Every morning I wake up with sunlight pouring in through the floor-length shutters. I look out at this barren waste and I weep.
This is the price I have to pay.
Of course the other old boys think I’m completely eccentric in exposing myself to the elements. Sometimes, even the most senile idiot will try, patronisingly, to convince me that it is better to close the windows, as this will keep out the rain and the insects — as if I’ve lost my marbles (hah!) and don’t know what I’m doing. Obviously, I’m not remotely perturbed by this, seeing as I’m already known as the Mad English Devil, an epithet from which I am unlikely to be disassociated even if I do concede the issue of the shutters. As a brief aside, I’ve never been entirely certain of the accuracy of the translation of my nickname from the Chinese — I suspect that Alvaro politely edited the fruitier connotations from the original phrase when he translated it for me. He has this poorly conceived notion that I am to be pitied, being the lone foreigner in this place. And so he tells me things which I know to be untrue — compliments people supposedly pay me, words of admiration, always in Chinese, or Malay, or Tamil. Of course, one must take everything he says cum grano salis.

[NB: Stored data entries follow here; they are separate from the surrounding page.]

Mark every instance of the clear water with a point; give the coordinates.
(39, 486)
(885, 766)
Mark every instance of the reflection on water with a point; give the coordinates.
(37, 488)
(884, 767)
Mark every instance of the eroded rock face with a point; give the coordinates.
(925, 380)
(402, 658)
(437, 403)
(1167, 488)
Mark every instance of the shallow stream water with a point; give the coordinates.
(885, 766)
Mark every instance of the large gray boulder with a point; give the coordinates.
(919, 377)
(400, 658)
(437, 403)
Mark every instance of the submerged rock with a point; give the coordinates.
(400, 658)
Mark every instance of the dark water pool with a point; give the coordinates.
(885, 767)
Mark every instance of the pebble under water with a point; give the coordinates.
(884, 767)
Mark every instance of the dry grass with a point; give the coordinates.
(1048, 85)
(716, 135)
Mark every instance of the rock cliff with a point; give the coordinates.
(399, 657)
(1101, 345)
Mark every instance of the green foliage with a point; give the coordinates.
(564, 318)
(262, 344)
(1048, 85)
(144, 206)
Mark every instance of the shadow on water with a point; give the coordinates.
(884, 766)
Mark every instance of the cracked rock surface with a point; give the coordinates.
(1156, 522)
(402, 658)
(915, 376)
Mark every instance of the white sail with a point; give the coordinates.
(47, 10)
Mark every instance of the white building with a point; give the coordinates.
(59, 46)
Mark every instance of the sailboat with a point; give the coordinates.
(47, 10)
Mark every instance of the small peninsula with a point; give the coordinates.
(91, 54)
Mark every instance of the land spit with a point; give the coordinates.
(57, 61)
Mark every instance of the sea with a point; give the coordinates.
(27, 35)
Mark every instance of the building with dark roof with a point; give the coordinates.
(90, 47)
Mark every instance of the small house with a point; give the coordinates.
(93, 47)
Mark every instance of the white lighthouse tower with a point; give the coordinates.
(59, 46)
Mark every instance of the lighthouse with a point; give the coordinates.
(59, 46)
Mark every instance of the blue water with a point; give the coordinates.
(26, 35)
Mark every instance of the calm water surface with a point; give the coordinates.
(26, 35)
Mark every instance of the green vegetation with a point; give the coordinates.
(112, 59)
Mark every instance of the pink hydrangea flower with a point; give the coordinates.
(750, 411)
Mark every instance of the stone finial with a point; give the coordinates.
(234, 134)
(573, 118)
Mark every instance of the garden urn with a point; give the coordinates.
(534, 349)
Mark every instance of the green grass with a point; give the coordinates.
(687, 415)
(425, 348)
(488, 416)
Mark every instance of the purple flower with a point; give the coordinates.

It’s only reasonable to expect, I hear you cry, that I should have some knowledge of Chinese after all these years, but I don’t. Not a bit. I have always detested the language; I find it so trenchant. And superfluous too, seeing as everyone speaks English — or some form of it — anyway. No, after sixty years of living here, the process of linguistic osmosis hasn’t worked in the way you’d assume. In fact, quite the reverse has happened: I have remained wonderfully impervious to Malay and Chinese, but my English, dear God, has been leached out of me. Some days I can hardly speak. The words don’t follow the sentiments, and recently I have developed the habit of stopping in midsentence. And as for writing, well — this current project is proving to be a real grind, not at all the thrilling adventure I had envisaged.
Still, I persevere.
I do wonder, though, who will thank me when this is finished? Nobody here, certainly, except possibly Alvaro, whose idea it was in the first place — not the idea that the garden should be rearranged (that was undoubtedly mine), but the idea that we, the residents, should ask the Church to make collections in aid of our garden, and that I should be the one to present the new design.
“Oh my dear goodness me,” Alvaro had cried as the idea popped into his thin little head. We had been sitting in the dining room discussing the nonexistent view of the sea, of the grounds, of the spire of St. Francis Xavier through the casuarinas in the distance. Everything was obscured by something, I said, launching into my usual tirade.